To set some context, I have worked in two schools in the United Kingdom, both quite different. My first school out of teacher training was one affiliated with my university, situated in an idyllic English village between Cambridge and London. My second school was situated in an inner suburb of London. There were amazingly more than sixty languages spoken by the pupils and it was wonderfully multicultural—you would walk through the corridor hearing Arabic, Punjabi, Somali, and the occasional English twang.

Fast forward to Australia and a wonderfully unencumbered sense of trust. On the first day of Term 1 at Girls Grammar, I recall walking around campus and being completely dumbfounded that girls were on their phones or devices. In the UK, we had a zero-tolerance policy that any phone should be confiscated and held until a parent or guardian came to collect it. The girls here would find this policy archaic, irrelevant, perhaps even an impingement on their human rights, and rightly so, because they are trusted. They are trusted by staff and trusted by their peers, and it is through this trust that they are able flourish. This is epitomised in the recent weeks, when the girls have been trusted to work remotely and in doing do so are prospering as independent learners. I have found that trust permeates everything at BGGS. Middle leaders are trusted to run their Faculties and in return craft curriculums that are rich in substantive and disciplinary knowledge that evoke wonder in the girls.

With trust, I have also found time. Time in teaching is the cup of the carpenter in Indiana Jones ‘Holy Grail. In the UK, I taught twelve classes from Year 7 through to Year 13, I was responsible for the development of trainee teachers, I had two weekly meetings with the Deputy Head Teacher to discuss data and I taught the identical hours to what I do now at Girls Grammar. I would try to read every evening but never made it to the bottom of the page without falling asleep. I have found that teachers work just as hard in Australia, but their time is spent on perhaps more personal jobs that have a direct impact of the pupils they teach. Moreover, time is afforded to individual classes. I have five classes at Girls Grammar and I see them twice as much as my classes in the UK. Consequently, you are able to delve into the detail of the Siege of Leningrad or explore the ridiculousness of the events of the October Revolution because there is not the looming, Sauron-like eye (queue Mordor music) that is Ofsted (government body responsible for inspecting schools in the UK) and the relentless accountability that accompanies it. Time is also awarded to the girls, but they seem to fervidly go about filling it with a wonderfully dizzying amount of co-curricular activities and an awe-inspiring commitment to their studies.

Lastly, the thing that has resonated with me most profoundly in Australia is the girls’ gratitude, or their ‘thank yous’. Without fail, at the end of each lesson I am met with a chorus of ‘thank yous’ that ring out in my direction.

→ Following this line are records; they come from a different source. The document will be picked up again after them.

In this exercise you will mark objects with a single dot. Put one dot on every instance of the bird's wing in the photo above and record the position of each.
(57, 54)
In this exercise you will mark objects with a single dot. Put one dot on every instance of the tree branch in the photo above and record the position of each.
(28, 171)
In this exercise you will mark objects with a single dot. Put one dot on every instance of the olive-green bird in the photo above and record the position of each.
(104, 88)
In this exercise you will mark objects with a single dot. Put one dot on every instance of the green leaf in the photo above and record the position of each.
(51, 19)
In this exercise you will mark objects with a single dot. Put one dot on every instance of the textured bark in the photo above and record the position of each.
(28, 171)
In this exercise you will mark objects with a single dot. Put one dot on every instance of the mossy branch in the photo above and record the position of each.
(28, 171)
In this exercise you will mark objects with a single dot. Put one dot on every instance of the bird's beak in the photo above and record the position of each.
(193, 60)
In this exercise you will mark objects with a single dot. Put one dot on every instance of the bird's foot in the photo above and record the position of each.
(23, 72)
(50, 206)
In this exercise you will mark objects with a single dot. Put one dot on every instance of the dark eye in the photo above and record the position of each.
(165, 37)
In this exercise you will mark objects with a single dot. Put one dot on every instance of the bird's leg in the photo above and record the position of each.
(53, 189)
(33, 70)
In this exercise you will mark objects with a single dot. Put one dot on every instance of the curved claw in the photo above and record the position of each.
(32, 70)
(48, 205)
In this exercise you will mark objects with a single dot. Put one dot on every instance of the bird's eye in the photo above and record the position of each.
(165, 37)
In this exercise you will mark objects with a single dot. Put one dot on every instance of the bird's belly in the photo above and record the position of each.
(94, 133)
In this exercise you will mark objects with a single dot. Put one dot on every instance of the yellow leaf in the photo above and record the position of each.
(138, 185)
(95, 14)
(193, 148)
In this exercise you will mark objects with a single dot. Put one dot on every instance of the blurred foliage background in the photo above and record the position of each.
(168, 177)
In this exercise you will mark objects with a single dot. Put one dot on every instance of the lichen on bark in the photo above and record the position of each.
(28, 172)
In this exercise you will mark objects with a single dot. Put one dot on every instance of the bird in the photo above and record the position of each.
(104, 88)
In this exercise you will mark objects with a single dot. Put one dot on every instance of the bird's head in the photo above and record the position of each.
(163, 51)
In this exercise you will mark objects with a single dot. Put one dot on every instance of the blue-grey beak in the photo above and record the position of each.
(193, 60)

I still have not quite acclimatised to this and it still catches me by surprise, but each time it engenders a delightful warmth and brings a smile to my face. In much the same way of not quite growing accustomed to ending my sentences with the word ‘but’ or ‘aye, but’, which I find delightfully baffling, I hope that I remain slightly startled by a wave of ‘thank yous,’ as it is always very welcome surprise and crystallises, for me, my early experiences of teaching at Girls Grammar. It is infectious and impossible to not be grateful in return.